Volume IV-5
ISPRS Ann. Photogramm. Remote Sens. Spatial Inf. Sci., IV-5, 197-202, 2018
https://doi.org/10.5194/isprs-annals-IV-5-197-2018
© Author(s) 2018. This work is distributed under
the Creative Commons Attribution 4.0 License.
ISPRS Ann. Photogramm. Remote Sens. Spatial Inf. Sci., IV-5, 197-202, 2018
https://doi.org/10.5194/isprs-annals-IV-5-197-2018
© Author(s) 2018. This work is distributed under
the Creative Commons Attribution 4.0 License.

  15 Nov 2018

15 Nov 2018

ANALYSIS OF THE EFFECT OF INCIDENCE ANGLE AND MOISTURE CONTENT ON THE PENETRATION DEPTH OF L- AND S-BAND SAR SIGNALS INTO THE GROUND SURFACE

A. Singh1, G. K. Meena1, S. Kumar2, and K. Gaurav1 A. Singh et al.
  • 1Indian Institute of Science Education and Research, Department of Earth and Environmental Sciences, Bhopal, India
  • 2Indian Institute of Remote Sensing, ISRO, Dehradun 248001, India

Keywords: Soil moisture, Penetration depth, Volumetric moisture content, Soil texture, Incidence angle, SAR

Abstract.

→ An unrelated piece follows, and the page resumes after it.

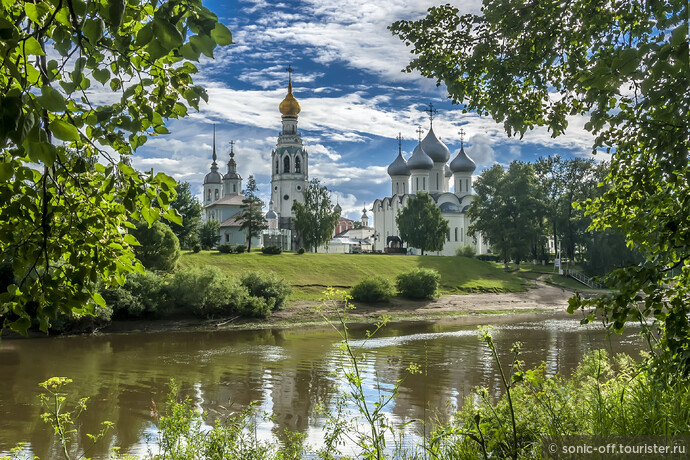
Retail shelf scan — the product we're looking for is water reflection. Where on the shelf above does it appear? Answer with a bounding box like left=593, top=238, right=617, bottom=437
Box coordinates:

We study the functional relationship between the dielectric constant of soil-water mixture and penetration depth of microwave signals into the ground at different frequency (L&S) band and incidence angles. Penetration depth of microwave signals into the ground depends on the incidence angle and wavelength of radar pulses and also on the soil properties such as moisture content and textural composition. It has been observed that the longer wavelengths have higher penetration in the soil but the penetration capability decreases with increasing dielectric behaviour of the soil. Moisture content in the soil can significantly increase its dielectric constant. Various empirical models have been proposed that evaluate the dielectric behaviour of soil-water mixture as a function of moisture content and texture of the soil. In this analysis we have used two such empirical models, the Dobson model and the Hallikainen model, to calculate the penetration depth at L- and C-band in soil and compared their results. We found that both of these models give different penetration depth and show different sensitivity towards the soil composition. Hallikainen model is more sensitive to soil composition as compared to Dobson model. Finally, we explore the penetration depth at different incidence angle for the proposed L- and S-band sensor of upcoming NASA-ISRO Synthetic Aperture Radar (NISAR) mission by using Hallikainen empirical model. We found that the soil penetration depth of SAR signals into the ground decreases with the increase in soil moisture content, incident angle and frequency.